What does everyone use to clean the mold and mildew that can build in the hatches? Anything you can spray on or just elbow grease to remove it?


----------



## Fishshoot (Oct 26, 2017)

I’ve never had it in my skiff but generally for mold I use bleach. If that doesn’t work I use hydrogen peroxide 29%, you can get it at pool supply stores.


----------



## Kwarner (Jan 30, 2016)

I'm not sure exactly what it is. Just curious what everyone uses to clean in there. Especially the hard to reach areas.


----------



## lemaymiami (Feb 9, 2007)

If it's actually mold - then all that's needed is X-14 (the stuff sold in grocery stores as mold/mildew cleaner for bathrooms).... Simply spray on then clean off with a damp cloth or sponge... 

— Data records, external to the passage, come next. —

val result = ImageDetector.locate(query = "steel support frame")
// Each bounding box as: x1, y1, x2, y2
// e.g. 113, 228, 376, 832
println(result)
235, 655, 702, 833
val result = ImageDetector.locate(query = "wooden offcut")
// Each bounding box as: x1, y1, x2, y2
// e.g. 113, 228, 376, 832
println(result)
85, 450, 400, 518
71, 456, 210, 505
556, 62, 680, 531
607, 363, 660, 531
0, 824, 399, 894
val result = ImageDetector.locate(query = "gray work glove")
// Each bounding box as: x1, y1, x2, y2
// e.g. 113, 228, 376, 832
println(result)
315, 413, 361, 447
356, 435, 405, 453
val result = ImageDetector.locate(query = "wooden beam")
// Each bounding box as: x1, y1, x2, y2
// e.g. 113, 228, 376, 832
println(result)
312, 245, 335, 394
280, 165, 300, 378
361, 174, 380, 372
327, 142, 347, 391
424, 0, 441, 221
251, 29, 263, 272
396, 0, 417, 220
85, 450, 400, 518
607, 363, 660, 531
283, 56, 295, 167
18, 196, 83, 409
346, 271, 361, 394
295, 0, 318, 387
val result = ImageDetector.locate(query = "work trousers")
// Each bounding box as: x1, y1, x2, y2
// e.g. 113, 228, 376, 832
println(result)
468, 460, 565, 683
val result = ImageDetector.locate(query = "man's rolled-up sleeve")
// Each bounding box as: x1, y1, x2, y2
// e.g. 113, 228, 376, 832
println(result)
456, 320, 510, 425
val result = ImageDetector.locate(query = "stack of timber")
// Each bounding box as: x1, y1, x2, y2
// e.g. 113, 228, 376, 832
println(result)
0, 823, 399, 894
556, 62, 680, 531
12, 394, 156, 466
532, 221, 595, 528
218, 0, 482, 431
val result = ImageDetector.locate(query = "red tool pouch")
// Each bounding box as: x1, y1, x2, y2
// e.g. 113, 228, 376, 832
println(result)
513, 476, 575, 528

If it's "something else" then my first cleanser (and usually all that's needed...) would be BarKeepers Friend - a powder cleanser with a bit of acid in it that will clean off almost any stains in fiberglass... also a grocery store item...

Hope this helps - aren't boats fun?


----------



## jay.bush1434 (Dec 27, 2014)

On my old boat, I used soapy water or Simple Green and a stiff bristle brush to clean it off. Once you get it clean, consider painting the inside of your hatches and lids with high gloss paint. Current boat has all the inside of hatch lids and the bilge Awlgripped in gloss white. Makes wiping clean super easy.


----------



## Fishtex (May 10, 2014)

BTW, don’t use bleach and Barkeepers Friend together- the fumes can kill you. Those Damprid containers work well, just put one in each compartment when the boat is stored.


----------



## BrownDog (Jun 22, 2019)

I use starbrite hull cleaner on all gelcoat surfaces as a first step if that doesn’t work then try something harsher like bleach.

Here household mildew spray should work.

Keep your hatches cracked open when storing. You can use a tennis ball to wedge it open if needed.


----------



## backbone (Jan 4, 2016)

Clorox cleanup spray works really well! Spray on and wipe off.


----------